[Date Prev][Date Next][Thread Prev][Thread Next][Date Index][Thread Index]

Re: Comments on draft-chandra-ospf-manet-ext-01.txt



Russ White wrote:

"The first Hello packet with a particular SCS number MUST contain the
full state associated with that SCS number, and thus MUST NOT set the 'N'
bit in the State Check Sequence TLV."

Assuming that the Hello is multicast to all neighbors, does the "full
state" include all neighbors?  Or does it include only the neighbors that
recently changed state?


"Full state" should probably be changed here. It's actually the full change state, or rather all the changes occurring since the last SCS change.

From Section 2.3.6 (Receiving Hellos), I see that the initial Hello for a
new SCS number (with the N bit not set) must be received correctly by all
neighbors, and a neighbor must send a Hello request if it discovers that
it missed the initial Hello for a given SCS number. This concerns me,
because in a MANET, a node will typically miss a large percentage of
Hellos, and thus will have to unicast a large number of Hello requests to
each neighbor.

It is possible to design the Hello protocol so that it is OK to miss 2
out of 3 Hellos (for example) without having to send a Hello request.
TBRPF (RFC 3684) does by reporting each neighbor change in 3 (or k)
consecutive Hellos, so that each neighbor will either learn about the
state change, or will declare the neighbor lost after missing 3
consecutive Hellos from the neighbor. (To detect this, the Hello sequence
number is incremented with each transmitted Hello.)


If you do this, you don't need the sequence numbers at all. I'm concerned about this on several fronts, though....
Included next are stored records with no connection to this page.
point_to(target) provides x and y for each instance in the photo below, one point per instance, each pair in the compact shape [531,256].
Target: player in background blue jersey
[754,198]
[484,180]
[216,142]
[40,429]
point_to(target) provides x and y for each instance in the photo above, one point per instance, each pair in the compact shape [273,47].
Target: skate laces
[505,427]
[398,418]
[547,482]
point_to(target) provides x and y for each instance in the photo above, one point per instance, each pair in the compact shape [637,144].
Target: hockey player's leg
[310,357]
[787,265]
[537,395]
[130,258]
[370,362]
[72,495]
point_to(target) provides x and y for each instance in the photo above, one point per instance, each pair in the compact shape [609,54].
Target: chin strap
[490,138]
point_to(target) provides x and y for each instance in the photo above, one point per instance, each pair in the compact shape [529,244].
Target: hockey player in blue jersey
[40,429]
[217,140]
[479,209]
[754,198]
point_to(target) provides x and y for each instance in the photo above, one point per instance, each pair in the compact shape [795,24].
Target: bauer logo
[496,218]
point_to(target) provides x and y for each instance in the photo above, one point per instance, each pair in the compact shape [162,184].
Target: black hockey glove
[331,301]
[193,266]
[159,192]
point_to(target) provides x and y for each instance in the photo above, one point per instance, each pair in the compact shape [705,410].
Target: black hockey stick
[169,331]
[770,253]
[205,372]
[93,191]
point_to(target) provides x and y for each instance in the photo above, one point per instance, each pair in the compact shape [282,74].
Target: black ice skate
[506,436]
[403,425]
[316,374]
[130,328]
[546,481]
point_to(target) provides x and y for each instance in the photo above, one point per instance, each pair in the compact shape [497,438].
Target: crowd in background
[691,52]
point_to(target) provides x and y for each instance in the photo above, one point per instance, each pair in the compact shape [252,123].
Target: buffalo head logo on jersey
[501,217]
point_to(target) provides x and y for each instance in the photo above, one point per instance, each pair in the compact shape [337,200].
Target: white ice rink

First, if you are losing two out of three hellos on a regular basis, the
link quality is likely to be so low that it's unusable for passing data
traffic. Second, even if you lose two out of three hellos, you must also
always miss the specific hello with a state change. So, the only place I
see advertising all state changes for three hellos as being more efficient
than the incremental hello mechanism outlined in the draft is this: If you
always have a state change in at least one out of every three hello's, and
the hello with the state change information is always lost. While this
seems possible in some short term situations, I find it stretching to think
this would happen so consistently that it's always better to send the state
change information three times.

It depends on the scenario, being more beneficial to do this in very
dense networks with highly mobile nodes. If a node has 100 highly mobile
neighbors, it could easily have a state change with almost every hello,
and if a node misses 25% of the hellos from its neighbors, it would have
to unicast 25 hello requests for each hello interval. But it occurred to
me that you could do this anyway, i.e., send each state change 2 or 3
times(with the N bit not set), as an option. Simulations would be
helpful to evaluate the benefit of doing this.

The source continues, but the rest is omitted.